The American College of Obstetricians and Gynecologists (ACOG) has a guideline that states: “With few exceptions, radiation exposure through radiography, computed tomography scan, or nuclear medicine imaging techniques is at a dose much lower than the exposure associated with fetal harm.”32 This is true even for a CT scan of the abdomen and pelvis. If the fetus is outside of the imaging field of view, the dose to the fetus is below 1 mGy33, which is about the same as the dose a fetus gets from background radiation during gestation. This is the case for a CT scan of the mother’s chest.

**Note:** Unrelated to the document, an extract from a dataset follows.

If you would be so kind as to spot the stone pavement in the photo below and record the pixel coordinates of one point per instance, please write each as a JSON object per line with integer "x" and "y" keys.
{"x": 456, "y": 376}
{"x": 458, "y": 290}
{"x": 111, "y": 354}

Healthy cells have repair mechanisms to help protect them against small doses of radiation.34 We take advantage of these repair mechanisms in radiation therapy, where treatments are set up so that there are multiple treatment sessions. For example, radiation therapy for breast cancer may consist of 20 sessions with 2000 mGy delivered during each session, rather than a single session that delivered 40,000 mGy. This is done because delivering the dose in smaller amounts over a longer period of time, instead of all at once, allows more healthy tissue to recover, while killing cancer cells. Thus, there is evidence that the risk from multiple exams is not cumulative.

Often, a faint signal can be seen outside of the collimated field of view. This is from radiation that exposes anatomy within the collimated field of view and is then scattered within the patient, before reaching parts of the detector that are outside of the field of view. It is important to note that the dose to tissues outside of the collimated field of view is very small – hundreds to thousands of times smaller than the dose to anatomy within the field of view. We can see these regions on images only because modern X-ray detectors are very sensitive to small amounts of radiation. This very small amount of radiation outside the field of view is not justification for shielding patients.

Absolutely. If you are working in an area with potential exposure to radiation (such as in an imaging exam room) occupational safety standards and regulations require that radiation workers take appropriate action to limit their occupational exposures. These actions include minimizing the time you are exposed to a radiation source, maximizing the distance between you and the radiation source, and placing shielding between yourself and the radiation source. The shielding can be the leaded window or wall of the control area or personal protective devices such as leaded aprons. These universally accepted methods to control occupational radiation exposures are not impacted in any way by recommendations to discontinue the use of shielding on patients.